British investment in productive enterprises has collapsed to levels below much of the developed world, a situation exacerbated by the Global Financial Crisis.
The UK think-tank Civitas has published a report in which it claims that Britain’s chronic levels of under-investment and sluggish economic growth could be alleviated through a national bank that would channel government-directed investment across the country, particularly targeting economically deprived regions of the United Kingdom.
The report’s author, Justin Protts, advocates the creation of a body analogous to the Small Business Administration set up by the US Congress in 1953, or the Reconstruction Finance Corporation, founded in 1932 to combat the effects of the Great Depression.
Britain has suffered from sluggish growth which intensified since the 2008 Global Financial crisis, during which financial institutions effectively ceased lending due to the sub-prime mortgage crisis originating in the United States.
In 1990, investment in productive enterprises comprised about one quarter of Britain’s GDP which has since fallen to just over 16 per cent as of 2016, putting the UK behind most industrially developed nations.

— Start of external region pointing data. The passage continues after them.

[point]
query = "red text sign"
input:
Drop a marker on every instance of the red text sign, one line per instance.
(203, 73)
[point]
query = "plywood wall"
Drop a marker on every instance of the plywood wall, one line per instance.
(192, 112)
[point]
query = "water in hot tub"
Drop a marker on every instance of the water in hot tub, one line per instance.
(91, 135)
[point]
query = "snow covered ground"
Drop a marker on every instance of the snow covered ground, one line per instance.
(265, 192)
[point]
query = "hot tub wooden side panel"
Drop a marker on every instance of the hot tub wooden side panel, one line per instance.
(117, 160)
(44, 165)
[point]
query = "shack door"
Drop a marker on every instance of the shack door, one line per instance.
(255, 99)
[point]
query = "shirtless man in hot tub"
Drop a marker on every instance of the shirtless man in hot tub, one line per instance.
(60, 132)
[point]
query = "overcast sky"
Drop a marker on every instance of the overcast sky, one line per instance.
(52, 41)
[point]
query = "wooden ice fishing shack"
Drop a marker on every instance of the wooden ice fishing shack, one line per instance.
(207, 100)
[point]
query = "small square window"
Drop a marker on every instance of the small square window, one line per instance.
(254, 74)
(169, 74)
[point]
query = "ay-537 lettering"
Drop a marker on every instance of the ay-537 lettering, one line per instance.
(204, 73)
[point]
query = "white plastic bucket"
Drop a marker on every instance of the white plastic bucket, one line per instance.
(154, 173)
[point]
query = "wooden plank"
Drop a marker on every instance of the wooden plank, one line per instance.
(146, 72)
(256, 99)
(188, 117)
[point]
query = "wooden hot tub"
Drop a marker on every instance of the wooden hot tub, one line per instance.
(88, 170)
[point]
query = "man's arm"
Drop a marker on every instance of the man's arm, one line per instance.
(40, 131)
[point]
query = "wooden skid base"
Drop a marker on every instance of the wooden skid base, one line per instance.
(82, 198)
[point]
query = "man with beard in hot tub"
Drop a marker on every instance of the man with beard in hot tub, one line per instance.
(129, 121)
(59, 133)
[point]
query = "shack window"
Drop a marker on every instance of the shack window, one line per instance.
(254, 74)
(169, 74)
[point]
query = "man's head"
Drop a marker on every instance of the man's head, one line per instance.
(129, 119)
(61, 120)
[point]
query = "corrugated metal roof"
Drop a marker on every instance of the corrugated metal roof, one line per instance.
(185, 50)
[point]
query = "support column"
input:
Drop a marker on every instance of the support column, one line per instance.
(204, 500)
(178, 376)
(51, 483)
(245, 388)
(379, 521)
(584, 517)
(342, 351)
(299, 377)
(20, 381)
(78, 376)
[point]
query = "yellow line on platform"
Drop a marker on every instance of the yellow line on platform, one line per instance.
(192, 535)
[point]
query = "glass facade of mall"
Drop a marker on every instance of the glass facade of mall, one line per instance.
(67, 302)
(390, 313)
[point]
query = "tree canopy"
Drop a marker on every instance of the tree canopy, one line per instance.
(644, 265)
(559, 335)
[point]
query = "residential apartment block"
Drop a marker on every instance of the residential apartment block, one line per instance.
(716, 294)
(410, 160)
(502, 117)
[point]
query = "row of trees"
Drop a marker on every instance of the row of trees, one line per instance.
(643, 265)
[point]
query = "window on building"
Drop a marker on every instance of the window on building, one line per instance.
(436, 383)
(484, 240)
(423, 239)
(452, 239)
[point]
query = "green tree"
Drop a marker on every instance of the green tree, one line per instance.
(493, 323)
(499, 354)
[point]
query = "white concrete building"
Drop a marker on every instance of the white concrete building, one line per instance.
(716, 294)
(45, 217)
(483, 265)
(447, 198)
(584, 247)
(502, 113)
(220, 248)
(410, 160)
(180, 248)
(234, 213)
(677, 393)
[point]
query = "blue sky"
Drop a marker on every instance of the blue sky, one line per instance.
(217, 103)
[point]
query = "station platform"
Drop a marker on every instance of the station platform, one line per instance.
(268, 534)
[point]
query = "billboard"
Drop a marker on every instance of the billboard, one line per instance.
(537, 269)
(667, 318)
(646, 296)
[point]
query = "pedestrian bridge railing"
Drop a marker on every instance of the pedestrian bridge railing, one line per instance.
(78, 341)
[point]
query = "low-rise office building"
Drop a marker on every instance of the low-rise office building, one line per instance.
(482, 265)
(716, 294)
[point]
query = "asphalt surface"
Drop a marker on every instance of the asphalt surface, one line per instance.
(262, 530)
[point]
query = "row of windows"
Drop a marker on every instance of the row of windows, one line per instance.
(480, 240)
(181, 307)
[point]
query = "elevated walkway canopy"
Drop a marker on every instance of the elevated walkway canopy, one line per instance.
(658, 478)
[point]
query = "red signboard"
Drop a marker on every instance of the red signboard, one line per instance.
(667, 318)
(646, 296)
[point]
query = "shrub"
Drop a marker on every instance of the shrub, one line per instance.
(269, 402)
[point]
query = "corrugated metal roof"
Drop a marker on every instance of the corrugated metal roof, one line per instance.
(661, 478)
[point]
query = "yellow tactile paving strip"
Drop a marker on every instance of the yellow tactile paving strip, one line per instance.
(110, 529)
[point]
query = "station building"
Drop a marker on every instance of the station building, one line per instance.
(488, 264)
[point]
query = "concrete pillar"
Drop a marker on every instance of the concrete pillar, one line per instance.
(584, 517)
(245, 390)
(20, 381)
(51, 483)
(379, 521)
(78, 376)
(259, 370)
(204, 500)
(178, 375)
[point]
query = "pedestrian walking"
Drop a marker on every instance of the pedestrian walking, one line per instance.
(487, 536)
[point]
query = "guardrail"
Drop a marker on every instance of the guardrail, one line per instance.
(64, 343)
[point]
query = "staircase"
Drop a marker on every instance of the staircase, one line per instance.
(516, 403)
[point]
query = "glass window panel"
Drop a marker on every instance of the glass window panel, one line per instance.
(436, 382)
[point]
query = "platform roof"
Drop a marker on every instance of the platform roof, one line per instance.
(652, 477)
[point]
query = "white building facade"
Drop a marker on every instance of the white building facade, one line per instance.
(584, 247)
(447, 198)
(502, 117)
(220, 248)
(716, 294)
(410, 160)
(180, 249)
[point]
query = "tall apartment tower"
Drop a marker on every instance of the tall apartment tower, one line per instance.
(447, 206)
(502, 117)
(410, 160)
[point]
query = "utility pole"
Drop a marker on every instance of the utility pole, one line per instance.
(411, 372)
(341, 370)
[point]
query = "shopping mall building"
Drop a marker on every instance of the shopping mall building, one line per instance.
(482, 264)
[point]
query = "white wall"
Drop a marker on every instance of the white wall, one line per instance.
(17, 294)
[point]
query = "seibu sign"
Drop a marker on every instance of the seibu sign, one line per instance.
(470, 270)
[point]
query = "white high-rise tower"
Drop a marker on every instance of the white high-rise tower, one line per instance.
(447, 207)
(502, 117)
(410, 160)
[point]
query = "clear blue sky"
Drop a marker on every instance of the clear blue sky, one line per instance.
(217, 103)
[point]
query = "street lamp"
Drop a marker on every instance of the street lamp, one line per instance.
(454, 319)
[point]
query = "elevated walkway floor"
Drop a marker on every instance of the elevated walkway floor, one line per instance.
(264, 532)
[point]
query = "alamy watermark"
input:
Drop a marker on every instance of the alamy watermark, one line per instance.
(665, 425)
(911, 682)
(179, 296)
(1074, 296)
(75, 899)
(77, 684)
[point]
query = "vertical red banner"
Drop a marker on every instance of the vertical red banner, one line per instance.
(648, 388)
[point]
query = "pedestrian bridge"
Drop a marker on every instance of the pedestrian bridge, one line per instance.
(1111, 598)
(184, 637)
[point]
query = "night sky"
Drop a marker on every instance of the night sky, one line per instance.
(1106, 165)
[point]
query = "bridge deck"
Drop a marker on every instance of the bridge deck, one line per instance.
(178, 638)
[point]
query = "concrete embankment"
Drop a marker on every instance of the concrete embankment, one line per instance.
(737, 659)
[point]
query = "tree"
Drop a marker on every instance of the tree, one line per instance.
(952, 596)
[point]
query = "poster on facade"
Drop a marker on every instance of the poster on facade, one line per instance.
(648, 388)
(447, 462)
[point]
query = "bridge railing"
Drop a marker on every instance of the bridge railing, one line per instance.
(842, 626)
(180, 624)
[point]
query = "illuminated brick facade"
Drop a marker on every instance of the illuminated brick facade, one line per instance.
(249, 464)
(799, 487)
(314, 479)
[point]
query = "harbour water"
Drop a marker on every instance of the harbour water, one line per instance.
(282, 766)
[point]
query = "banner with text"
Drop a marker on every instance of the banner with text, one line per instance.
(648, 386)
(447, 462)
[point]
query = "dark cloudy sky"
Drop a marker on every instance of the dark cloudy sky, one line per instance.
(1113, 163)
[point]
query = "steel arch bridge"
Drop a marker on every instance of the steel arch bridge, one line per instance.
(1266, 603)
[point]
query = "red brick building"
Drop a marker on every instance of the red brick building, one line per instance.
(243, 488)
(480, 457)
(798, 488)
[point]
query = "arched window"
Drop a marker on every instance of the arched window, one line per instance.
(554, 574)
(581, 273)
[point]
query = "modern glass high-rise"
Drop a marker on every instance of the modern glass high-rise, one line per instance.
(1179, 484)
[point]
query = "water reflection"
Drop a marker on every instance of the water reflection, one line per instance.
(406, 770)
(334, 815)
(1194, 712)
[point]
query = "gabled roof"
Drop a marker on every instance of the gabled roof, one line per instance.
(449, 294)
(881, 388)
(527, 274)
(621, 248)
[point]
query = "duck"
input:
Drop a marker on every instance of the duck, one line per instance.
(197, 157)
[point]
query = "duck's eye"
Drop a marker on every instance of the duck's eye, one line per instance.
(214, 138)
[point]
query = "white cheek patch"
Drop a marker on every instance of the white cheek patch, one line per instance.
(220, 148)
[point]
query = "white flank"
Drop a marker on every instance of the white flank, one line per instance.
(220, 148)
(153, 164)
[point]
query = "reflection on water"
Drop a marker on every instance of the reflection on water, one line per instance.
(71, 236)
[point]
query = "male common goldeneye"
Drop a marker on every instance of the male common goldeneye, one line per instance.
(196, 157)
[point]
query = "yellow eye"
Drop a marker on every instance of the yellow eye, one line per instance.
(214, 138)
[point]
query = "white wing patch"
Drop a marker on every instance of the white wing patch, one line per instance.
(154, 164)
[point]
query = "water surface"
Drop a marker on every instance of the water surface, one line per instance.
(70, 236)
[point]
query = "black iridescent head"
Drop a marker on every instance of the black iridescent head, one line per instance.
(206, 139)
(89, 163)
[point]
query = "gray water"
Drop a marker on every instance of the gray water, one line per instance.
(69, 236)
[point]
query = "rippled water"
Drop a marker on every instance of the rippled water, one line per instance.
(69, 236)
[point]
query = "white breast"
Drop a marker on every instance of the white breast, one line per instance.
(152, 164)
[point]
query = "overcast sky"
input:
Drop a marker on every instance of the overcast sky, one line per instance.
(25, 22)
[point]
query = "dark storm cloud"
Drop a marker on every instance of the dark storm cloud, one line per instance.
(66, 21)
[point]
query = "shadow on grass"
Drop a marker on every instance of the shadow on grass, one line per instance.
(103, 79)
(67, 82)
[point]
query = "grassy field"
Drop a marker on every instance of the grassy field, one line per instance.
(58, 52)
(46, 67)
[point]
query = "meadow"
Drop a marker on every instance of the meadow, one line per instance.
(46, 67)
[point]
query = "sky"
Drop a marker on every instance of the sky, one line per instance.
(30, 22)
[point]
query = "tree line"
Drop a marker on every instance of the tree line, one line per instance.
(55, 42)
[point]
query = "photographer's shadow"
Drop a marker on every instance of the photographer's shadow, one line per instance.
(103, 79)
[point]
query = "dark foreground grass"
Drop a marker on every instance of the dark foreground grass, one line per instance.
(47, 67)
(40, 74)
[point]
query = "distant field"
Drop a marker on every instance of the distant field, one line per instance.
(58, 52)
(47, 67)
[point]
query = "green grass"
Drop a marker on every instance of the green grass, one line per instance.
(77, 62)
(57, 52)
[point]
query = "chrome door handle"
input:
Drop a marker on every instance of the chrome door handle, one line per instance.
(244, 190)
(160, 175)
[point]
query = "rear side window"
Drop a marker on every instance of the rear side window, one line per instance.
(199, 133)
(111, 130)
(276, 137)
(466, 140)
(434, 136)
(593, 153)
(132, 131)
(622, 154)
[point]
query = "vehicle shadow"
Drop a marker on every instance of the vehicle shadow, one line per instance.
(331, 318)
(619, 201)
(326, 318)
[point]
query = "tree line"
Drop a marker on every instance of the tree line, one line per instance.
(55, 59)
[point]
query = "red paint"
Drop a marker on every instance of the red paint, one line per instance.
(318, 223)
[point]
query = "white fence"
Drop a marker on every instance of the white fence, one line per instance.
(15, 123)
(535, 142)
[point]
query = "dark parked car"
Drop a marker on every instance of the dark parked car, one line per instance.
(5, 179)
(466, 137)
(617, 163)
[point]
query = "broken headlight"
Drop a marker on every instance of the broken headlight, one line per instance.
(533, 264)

Such a policy, if enacted, would markedly differ from the last three decades of economic and social policy in Britain and the United States, where the model of “limited government” that does not interfere in the economy and minimization of social spending has predominated since the mid-1980s.
According to the report, the root cause of the climate of underinvestment has been the unwillingness of private banks to loan to small and medium sized enterprises (SMEs) due to their lack of apparent profitability.
A national infrastructure bank has been one of the signature policy proposals of the Labour Party under the leadership of Jeremy Corbyn.